In voyages totalling 60,000 nautical miles in just under 3 years since delivery, Captain Mike Rouse and the crew of LA FAMILIA have already seen a lot of the world. In early 2018 they took the owner and guests somewhere a bit different: ‘The Bird’s Head Peninsula’ in Indonesia’s West Papua province. The region has some of the world’s best dive sites and is home to fascinating cultures little changed since the Stone Age. “There is nowhere else like it,” says Mike. “It’s a huge area, you could spend a couple of seasons exploring here.”

Captain Mike Rouse, who was the build captain of LA FAMILIA before delivery in 2015, has since taken the Amels 180 twice around the world.

“We had great confidence in the yacht, even though you know you’re stretching the scope of what the yacht is designed for. You’re right on the cusp of everything. It’s a testament to the quality of Amels engineering.”

– Captain –

Mike Rouse

West Papua’s Raja Ampat marine park, in the ‘Coral Triangle’, is a major draw for divers. Uncrowded sites boast the greatest diversity of marine fish life found anywhere on the planet. The region offers everything from safe reef snorkelling to advanced diving, including night, cave, wall and drift diving.

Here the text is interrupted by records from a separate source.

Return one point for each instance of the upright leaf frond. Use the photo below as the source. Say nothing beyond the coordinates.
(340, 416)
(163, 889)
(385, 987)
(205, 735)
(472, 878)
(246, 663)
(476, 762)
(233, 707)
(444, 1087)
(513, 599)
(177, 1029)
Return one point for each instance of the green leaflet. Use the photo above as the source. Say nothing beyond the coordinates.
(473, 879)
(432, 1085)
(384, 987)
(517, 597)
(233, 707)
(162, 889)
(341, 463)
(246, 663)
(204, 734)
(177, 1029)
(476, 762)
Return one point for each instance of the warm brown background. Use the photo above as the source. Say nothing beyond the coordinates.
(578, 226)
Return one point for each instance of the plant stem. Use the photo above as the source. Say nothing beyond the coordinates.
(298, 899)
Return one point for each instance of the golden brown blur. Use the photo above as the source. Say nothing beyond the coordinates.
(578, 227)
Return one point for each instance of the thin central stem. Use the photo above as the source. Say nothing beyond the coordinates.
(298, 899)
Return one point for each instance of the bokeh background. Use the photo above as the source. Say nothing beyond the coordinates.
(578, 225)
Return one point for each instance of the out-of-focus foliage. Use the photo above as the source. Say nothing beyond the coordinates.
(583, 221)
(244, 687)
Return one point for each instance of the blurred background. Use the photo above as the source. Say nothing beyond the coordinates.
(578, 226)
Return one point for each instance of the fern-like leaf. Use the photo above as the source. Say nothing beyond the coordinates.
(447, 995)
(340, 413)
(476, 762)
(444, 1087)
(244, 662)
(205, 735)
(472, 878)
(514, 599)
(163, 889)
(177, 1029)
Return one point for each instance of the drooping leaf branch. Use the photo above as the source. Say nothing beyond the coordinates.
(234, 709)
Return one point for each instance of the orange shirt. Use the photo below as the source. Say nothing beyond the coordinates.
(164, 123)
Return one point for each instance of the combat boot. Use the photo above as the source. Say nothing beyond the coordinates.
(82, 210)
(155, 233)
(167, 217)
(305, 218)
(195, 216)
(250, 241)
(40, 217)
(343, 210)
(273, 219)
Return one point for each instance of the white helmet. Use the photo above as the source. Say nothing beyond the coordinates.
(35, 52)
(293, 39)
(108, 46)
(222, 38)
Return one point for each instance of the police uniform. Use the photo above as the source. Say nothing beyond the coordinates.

Enter into Raja Ampat’s seascape of distinctive ‘beehive’ limestone islands covered in emerald green foliage and wild orchids, rising sharply out of rich blue lagoons. There are thousands of islands, atolls, shoals and coral reefs dotted over the 40,000 square-kilometre marine protected area.

“It’s massively uncharted,” Mike says. “Buoys are missing, there are shifting sandbanks. At lot of the time we were running tenders ahead to check things.”

“In terms of planning and creating the luxury superyacht experience in a place like this, the logistics are massive. But with the right planning, it’s doable. The Lighthouse Consultancy took care of a vast percentage of the planning, provisioning and paperwork for us. We had Garry Bevan for the entire trip as a guide as well as Bruce Carpenter, who is a really knowledgeable art historian and anthropologist.”

LA FAMILIA headed up the Timiki River, where Mike says nobody had ever seen a yacht before. Farther upriver, saltwater crocodiles slipped silently into the water as war canoes paddled out of the lowland estuaries. This is the Asmat tribe – historically known as headhunters and producers of fabulous ethnic art and ornate bow and arrows.

Flying from the yacht, the owners and guests headed 150 miles up into the Papuan central highlands to the lush Baliem Valley, landing on makeshift log helipads in a hidden Shangri-La first discovered less than a hundred years ago, and home to the Dani tribe for thousands of years.

“It’s spectacular, the yacht surfing into the river delta, then flying into the highlands with 10 guests and two helicopters. You couldn’t do this without helicopters. There are very few aircraft available in the region, particularly new and wellmaintained helicopters, so you have to plan well.”